= Peterhouse school of history =

The Peterhouse School of History, named after the college of the same name at the University of Cambridge, focused on the study of "high politics" in history. Maurice Cowling, the most prominent member of the Peterhouse school, described this as consisting of the "fifty or sixty politicians in conscious tension with one another". The school and it adherents were associated with the right-wing conservative politics.

Aside from Cowling, historians generally considered to be part of the Peterhouse school have been Michael Bentley, Alistair B. Cooke, John Adamson, Edward Norman and John Vincent. Although some were no longer at Peterhouse and Cowling himself was not comfortable with the label (preferring "Peterhouse Right") these historians, Cowling stated, also "... share common prejudices – against the higher liberalism and all sorts of liberal rhetoric ... and in favour of irony, geniality and malice as solvents of enthusiasm, virtue and political elevation."

The Peterhouse school see politicians making policy decisions with self-interest their primary goal and ideological principles acting as a kind of smoke screen to cover their true intentions or held because they are politically convenient at the time.
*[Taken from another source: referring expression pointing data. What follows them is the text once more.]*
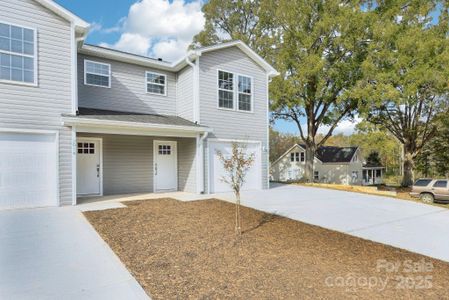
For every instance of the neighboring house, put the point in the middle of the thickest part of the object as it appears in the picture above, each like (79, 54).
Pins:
(80, 120)
(341, 165)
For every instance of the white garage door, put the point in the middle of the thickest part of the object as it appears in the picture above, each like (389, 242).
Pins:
(253, 179)
(28, 170)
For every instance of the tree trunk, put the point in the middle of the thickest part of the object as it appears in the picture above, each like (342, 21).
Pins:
(310, 155)
(408, 165)
(238, 226)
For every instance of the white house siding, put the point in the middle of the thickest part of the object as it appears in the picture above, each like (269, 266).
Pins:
(40, 108)
(233, 124)
(184, 93)
(128, 163)
(128, 89)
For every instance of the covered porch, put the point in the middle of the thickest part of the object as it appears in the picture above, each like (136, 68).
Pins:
(117, 153)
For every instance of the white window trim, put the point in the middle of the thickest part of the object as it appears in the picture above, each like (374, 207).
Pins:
(34, 56)
(100, 63)
(164, 85)
(235, 92)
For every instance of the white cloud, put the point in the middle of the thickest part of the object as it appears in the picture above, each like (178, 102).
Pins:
(160, 28)
(170, 50)
(345, 127)
(131, 42)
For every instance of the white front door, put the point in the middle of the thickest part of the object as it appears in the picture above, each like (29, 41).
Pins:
(165, 166)
(88, 168)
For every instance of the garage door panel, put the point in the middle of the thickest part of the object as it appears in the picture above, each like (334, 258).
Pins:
(253, 179)
(28, 170)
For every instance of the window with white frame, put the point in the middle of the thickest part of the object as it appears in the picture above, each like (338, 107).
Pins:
(156, 83)
(294, 156)
(245, 93)
(234, 91)
(225, 90)
(17, 54)
(97, 74)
Peterhouse historians reject biography as, Cowling argues, it "abstracts a man whose public action should not be abstracted" because politicians' actions cannot be properly understood in isolation but only by their interaction with fellow politicians. Cowling also claimed that the Peterhouse school treated Parliament as an instrument of class warfare and that it borrowed from The Spectators political columnist Henry Fairlie and Robert Blake's central chapters of his The Unknown Prime Minister the realisation of parliamentary politics as "a spectacle of ambition and manoeuvre".
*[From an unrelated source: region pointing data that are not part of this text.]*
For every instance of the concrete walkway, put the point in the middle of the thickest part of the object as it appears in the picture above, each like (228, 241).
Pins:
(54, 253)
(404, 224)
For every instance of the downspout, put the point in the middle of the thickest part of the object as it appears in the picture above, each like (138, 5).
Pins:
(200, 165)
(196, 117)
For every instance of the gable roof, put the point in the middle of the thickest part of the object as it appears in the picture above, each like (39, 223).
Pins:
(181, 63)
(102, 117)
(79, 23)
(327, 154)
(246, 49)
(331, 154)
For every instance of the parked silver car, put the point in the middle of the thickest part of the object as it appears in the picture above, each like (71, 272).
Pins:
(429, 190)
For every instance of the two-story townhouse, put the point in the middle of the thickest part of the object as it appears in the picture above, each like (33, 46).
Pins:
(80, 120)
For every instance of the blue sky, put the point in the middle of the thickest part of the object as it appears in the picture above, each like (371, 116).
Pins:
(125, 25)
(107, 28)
Maurice Cowling believed that the term had been coined by J. J. Lee, a professor at University College Cork but previously a Fellow of Peterhouse. In Cowling's own words:

What Professor Lee meant, however, was not a philosophical position but what he called, with a historian's rancour, the "high-political" works which had been written about the history of nineteenth- and twentieth-century English politics by Professor J.R. Vincent, Dr. A.B. Cooke, Dr. Andrew Jones, and myself in the years between 1965 and 1976.